Bicho Esquisito em (Minha) Casa

 Lis 

Lá ia ele bem devagar, bem no meio do corredor. Fiquei olhando para ele... E me lembrei da noite anterior, quando ele invadiu minha casa. Com estabilidade de teco-teco, ele fez um rasante na minha testa, bateu na parede, decolou, bateu no teto, rodopiou, decolou de novo, entrou na luminária e me obrigou a dormir na sala.

Então, ele continuava ali andando. Na maior cara de pau.

- Fi´damãe, vou quebrar seu galho, tá? – e enchi a bicuda no bicho.

Ele deslizou pela cerâmica, parando uns três metros à frente. Encolhido e imóvel.

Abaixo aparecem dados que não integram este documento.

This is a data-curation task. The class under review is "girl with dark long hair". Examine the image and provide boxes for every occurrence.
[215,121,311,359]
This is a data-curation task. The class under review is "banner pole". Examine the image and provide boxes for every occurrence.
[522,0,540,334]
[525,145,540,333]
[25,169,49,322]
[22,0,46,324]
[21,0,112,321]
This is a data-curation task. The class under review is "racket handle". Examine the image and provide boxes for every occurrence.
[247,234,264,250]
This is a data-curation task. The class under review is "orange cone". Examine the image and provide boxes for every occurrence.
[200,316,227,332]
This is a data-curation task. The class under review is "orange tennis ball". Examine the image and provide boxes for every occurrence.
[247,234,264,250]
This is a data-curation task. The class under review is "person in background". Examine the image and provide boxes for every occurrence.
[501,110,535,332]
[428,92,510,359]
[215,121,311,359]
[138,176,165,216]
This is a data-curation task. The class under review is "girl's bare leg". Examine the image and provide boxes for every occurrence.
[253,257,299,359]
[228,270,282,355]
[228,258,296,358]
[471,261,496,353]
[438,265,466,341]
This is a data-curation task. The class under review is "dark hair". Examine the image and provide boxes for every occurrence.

- Morre, praguinha. Morre...  

Não morreu nada; continuou andando, lerdaço, mas continuou.

Embicudar ou esmagar?
Levantei o chinelo.  

“Agora ferrou”, ele deve ter pensado; porque ele se encolheu e ficou quietinho, esperando pela morte. “Pra que isso, véi?”

Né? Covardia.   

Calcei o chinelo de novo. Agachei e cutuquei o bicho. Ele se mexeu devagarzinho. Bem devagarzinho até parar.
Derramei uma aguinha perto dele. Ele se arrastou até ela, bebeu um pouco e de repente se recuperou. Aí andou depressinha...

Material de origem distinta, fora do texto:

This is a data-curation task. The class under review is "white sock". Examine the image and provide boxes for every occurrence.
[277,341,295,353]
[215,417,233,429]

- Vem aqui, vamos bater um papo. – Peguei o bicho, morrendo de medo de ele me fincar, morder, picar, ou sei lá.

Não, ele só curtiu o quentinho da minha mão, só isso. Depois começou a explorar meu braço. Dava uma gastura danada, mas tipo...  

- Você voa mal pra cacete, hein, carinha? Queria adotar você, mas acho que não vai rolar. Eu acabei de embicudar você, né... Todo mundo adora embicudar e esmagar sua galera e ninguém tá nem aí. Eh... Os Direitos dos Animais não te protegem... Não sei por quê. Deve ser porque você é esquisito... Coitadinho. O ser humano é assim também, sabe? Muito relativo.

O bicho parou no meu cotovelo. Depois voltou devagarzinho para a minha mão.  

- Mas liga não, cascudo. A vida é injusta mesmo. Seria pior se você fosse um pernilongo. Pensa bem... Vai lá fazer o desjejum.  

E aí eu coloquei o bicho na terra, no meio do mato. Daí um pouco ele sumiu. 

Fiquei pensando nele. Pensei nas abelhinhas inofensivas que invadiram a estante do Arne. Pensei no morceguinho que outro dia mesmo ficou preso na cerca ali fora e morreu. Pensei nas cigarras barulhentas. Pensei nos passarinhos amarelinhos que ficam pousados nos fios dos postes, parecendo notas musicais na pauta. Pensei nas bruxinhas beges que ficam circulando a lâmpada de noite. Pensei nos calangos verdes, que parecem miniatura de jacaré e respiram bem devagarzinho. Pensei nas formigas vermelhas que comeram o manjericão e a salsa lá na horta. 

Eh... Eu fiz mais que obrigação de não esmagar o cascudo. 
Ele não invadiu a minha casa. Eu que invadi a casa dele. Cara de pau é a minha.